A soft, warbling hiss came from somewhere near the top of the hill - had she not been paying attention, Octavia would have easily mistaken the sound for that of one of the creatures in the canopy. Turning her head up towards the source of the sound she squinted for a moment before returning her gaze to the Lieutenant as she asked, “Is that the signal?”

“Yes, it is,” B’roka replied with a small nod. He raised his hand once again and made another motion, and without a word the humans lowered themselves to their stomachs and began to steadily crawl up the incline, disappearing into the underbrush as they made their way slowly towards the crest of the hill. B’roka stayed where he was to watch them disappear for a moment before he lowered himself steadily and began the climb.

Left at the base of the hill by herself, Octavia looked down at her armour and the distinct mulberry cape hanging off of her shoulders, “Vita, you mind doing something about this?”

“One sec, the Guardian armour’s getting some sort of interference,” Vita remarked.
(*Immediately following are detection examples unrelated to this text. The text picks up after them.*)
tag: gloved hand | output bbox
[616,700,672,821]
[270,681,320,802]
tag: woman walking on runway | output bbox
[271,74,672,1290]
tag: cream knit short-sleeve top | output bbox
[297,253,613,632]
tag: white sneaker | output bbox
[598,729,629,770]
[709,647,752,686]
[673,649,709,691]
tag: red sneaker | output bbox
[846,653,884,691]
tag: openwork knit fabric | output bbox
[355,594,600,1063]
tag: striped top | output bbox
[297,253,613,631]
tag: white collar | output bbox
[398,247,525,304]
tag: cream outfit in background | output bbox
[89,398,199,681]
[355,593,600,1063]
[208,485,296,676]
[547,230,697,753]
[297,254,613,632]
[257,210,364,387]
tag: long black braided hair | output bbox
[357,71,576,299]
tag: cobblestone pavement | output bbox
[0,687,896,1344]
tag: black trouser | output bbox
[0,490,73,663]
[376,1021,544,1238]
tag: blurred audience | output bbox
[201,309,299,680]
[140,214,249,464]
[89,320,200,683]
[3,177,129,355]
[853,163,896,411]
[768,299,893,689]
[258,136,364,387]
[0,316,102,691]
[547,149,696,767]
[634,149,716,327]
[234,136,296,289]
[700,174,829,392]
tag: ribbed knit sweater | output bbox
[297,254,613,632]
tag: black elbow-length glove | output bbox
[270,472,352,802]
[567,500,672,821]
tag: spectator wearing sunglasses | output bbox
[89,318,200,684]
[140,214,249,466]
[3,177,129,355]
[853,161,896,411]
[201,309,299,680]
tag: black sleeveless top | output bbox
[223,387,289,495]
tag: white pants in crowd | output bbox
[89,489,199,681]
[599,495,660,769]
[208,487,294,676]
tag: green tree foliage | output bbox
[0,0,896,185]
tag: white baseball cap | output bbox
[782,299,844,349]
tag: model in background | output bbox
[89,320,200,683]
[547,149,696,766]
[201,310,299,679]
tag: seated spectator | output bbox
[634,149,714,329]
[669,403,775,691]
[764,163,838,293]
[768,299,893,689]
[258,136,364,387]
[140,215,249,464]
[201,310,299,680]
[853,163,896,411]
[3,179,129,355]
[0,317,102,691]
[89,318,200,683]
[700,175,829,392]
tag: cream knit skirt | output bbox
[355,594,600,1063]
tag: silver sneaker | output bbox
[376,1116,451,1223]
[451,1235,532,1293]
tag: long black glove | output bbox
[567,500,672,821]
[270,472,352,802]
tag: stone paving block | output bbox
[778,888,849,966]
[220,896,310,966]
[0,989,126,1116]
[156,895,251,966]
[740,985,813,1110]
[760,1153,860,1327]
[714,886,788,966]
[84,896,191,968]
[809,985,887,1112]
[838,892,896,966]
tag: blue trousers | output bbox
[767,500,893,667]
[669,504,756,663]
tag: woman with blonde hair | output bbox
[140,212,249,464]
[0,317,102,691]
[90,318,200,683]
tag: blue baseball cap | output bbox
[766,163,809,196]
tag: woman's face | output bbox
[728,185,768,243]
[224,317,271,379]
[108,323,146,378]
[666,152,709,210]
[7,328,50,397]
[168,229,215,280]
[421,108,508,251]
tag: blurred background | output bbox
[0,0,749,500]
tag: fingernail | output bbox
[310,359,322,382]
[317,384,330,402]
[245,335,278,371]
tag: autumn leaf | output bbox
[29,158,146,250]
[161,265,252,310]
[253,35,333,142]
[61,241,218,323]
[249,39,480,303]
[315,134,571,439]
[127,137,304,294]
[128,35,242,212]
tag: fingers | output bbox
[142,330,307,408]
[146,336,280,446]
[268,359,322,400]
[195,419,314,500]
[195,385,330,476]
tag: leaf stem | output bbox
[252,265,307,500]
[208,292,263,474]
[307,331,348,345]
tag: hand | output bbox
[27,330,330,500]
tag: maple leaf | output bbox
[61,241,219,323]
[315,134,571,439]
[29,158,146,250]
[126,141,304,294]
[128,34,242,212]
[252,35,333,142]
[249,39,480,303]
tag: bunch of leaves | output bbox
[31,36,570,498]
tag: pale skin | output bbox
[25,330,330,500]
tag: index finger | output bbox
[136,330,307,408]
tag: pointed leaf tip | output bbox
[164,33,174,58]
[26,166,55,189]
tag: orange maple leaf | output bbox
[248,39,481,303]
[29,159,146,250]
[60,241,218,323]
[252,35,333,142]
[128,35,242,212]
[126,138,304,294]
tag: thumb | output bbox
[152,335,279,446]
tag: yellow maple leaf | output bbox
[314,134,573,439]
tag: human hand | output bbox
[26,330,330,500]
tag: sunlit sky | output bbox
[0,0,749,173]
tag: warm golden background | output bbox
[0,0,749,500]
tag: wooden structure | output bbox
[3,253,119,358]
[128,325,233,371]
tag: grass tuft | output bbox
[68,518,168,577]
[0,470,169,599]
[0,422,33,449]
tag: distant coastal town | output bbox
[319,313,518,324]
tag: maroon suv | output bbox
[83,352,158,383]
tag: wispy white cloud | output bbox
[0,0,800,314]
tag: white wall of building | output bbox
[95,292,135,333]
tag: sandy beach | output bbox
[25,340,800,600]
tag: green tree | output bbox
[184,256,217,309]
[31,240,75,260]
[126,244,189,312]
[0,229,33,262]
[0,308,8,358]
She hummed for a moment as she focused on her unseen work, then suddenly she called, “Got it!”

As soon as she declared her success, the silvery metal of the armoured panels of her armour flickered unsteadily as they faded and warped. The armour began to bend the light around her before her eyes, actively camouflaging her from view as the panels began to mimic the scenery opposite her. The mulberry accents switched instantly to the same pattern, mimicking the forest around her as the reserve power was directed to the active camouflage systems.

Satisfied that she was all but invisible in the dense underbrush of the forest, she shouldered her rifle and steadily made her way up the incline in a low crouch, keeping her head low and her silhouette as small as possible as she steadily traversed from shadow to shadow. The crest of the hill steadily approached, though she couldn’t see any of her companions by the time she got there. At the top of the hill was a small thicket of trees around a rocky grove, and there she took a knee behind a rock to peer over the decline to the small, hidden camp below.